What this component does is tell the web app to perform an internal JavaScript route change instead of a full web page reload.  Here, the web app loads only what it needs to display the content requested by the link (usually loading only new API data and any code not yet downloaded), without clearing and recreating the whole webpage environment again every time, as in a traditional website.  The URL in the address bar however still changes so the new ‘page’ is still link-able, trackable and shareable. 

This is at the heart of the in-session performance benefits modern JavaScript frameworks provide. It also means a user’s current session can be kept in ‘state’ across different URLs, without resorting to complex backend setups or cookies to keep track of a user’s progress throughout a multi-page experience, giving the option for far more app-like or joined up web experiences. 

Coming back to how I dealt with links created in the headless AEM content, the editor can only create standard <a href> elements in their AEM content, so I needed a way to convert any internal web app links to their equivalent NextJS Link before displaying the content. 

My solution here was an AEMContentLinkReplacer utility function, called during the transform layer described earlier. 

This function is used on any AEM content that may contain <a href> links.  It performs a parsing function that converts the standard HTML elements in the content into their JavaScript equivalents (JSX). It then looks for any <a href> HTML elements and replaces them directly with the NextJS Link component, before returning the list of JSX components for display.  The resolveLink function is used to detect any links intended to be internal (we agreed a convention with the content authors that any links that start with /wpy are internal app routes) so that they are configured in the appropriate way.

The final result being we have a mechanism for editors to add Single Page App links in the separate editorial content, maintaining the in-session performance benefits of the NextJS framework.      

Summary

The solutions described in this series of posts gave us a good start in exploring headless CMS functionality. We can see how page authoring can work independently of the front end but still directly allow for new and updated content and pages in a decoupled web application. This allows the front-end JavaScript developers to focus on optimisation and new features with more technical freedom, with less fear of impacting the backend architecture or the editing experience for the authors. 

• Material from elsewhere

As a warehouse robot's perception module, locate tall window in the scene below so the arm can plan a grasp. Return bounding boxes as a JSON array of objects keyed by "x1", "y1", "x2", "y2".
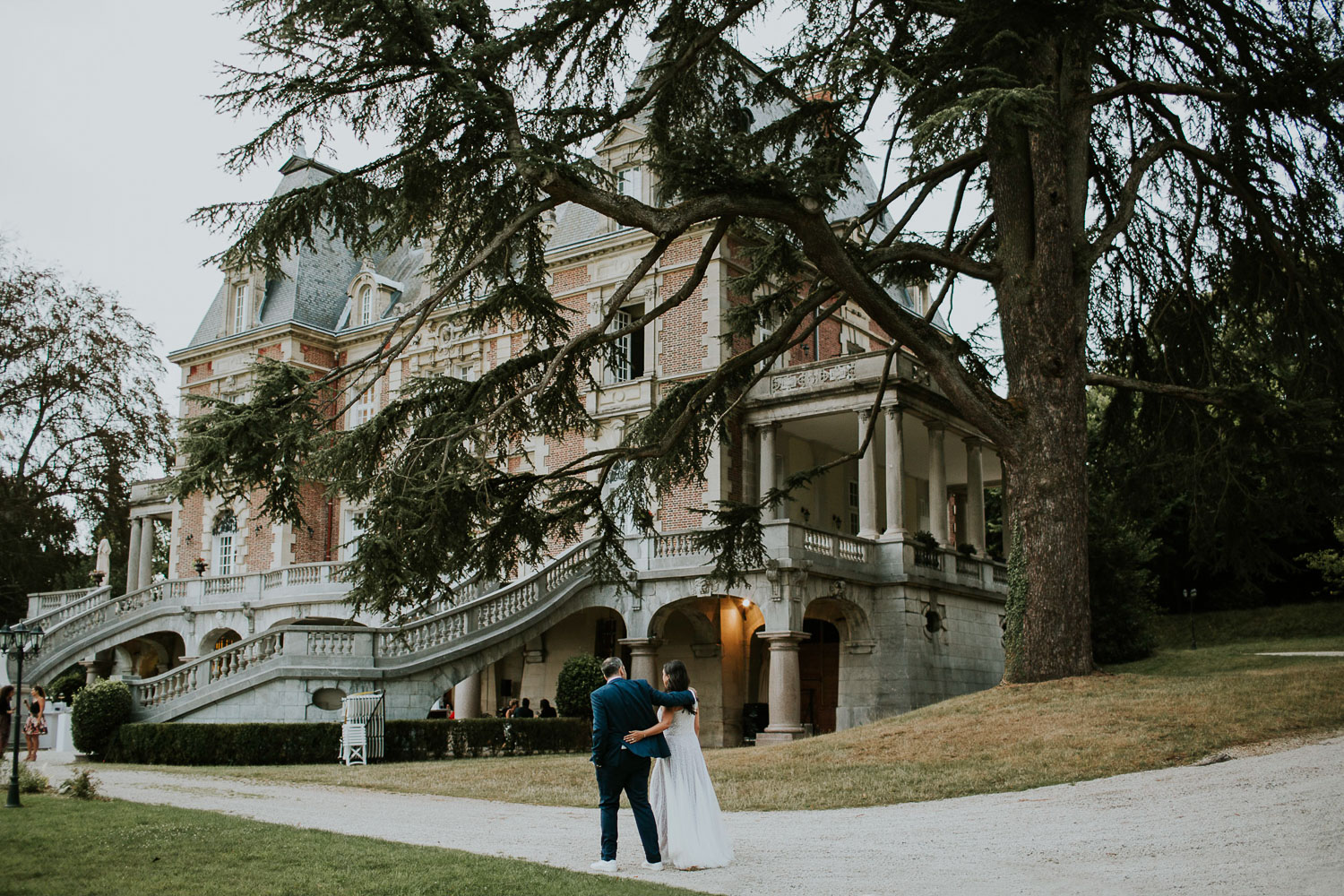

Over the past year the Digital Media and TS technical teams have developed four new but very different web products with this decoupled ‘Jamstack’ approach (WPY site, new Ticketing platform, Visit planner and Digital nature journal), and there’s several far-reaching questions and challenges that still need to be met – both on the headless content authoring approach described here, as well as accompanying development advances such as automated testing and continuous code deployments. Adobe itself is also continuously evolving AEM’s headless functionality. I’ll be covering our progress on these in an upcoming post – it’s always exciting to discuss the possibilities, capabilities and efficiencies new engineering approaches can bring.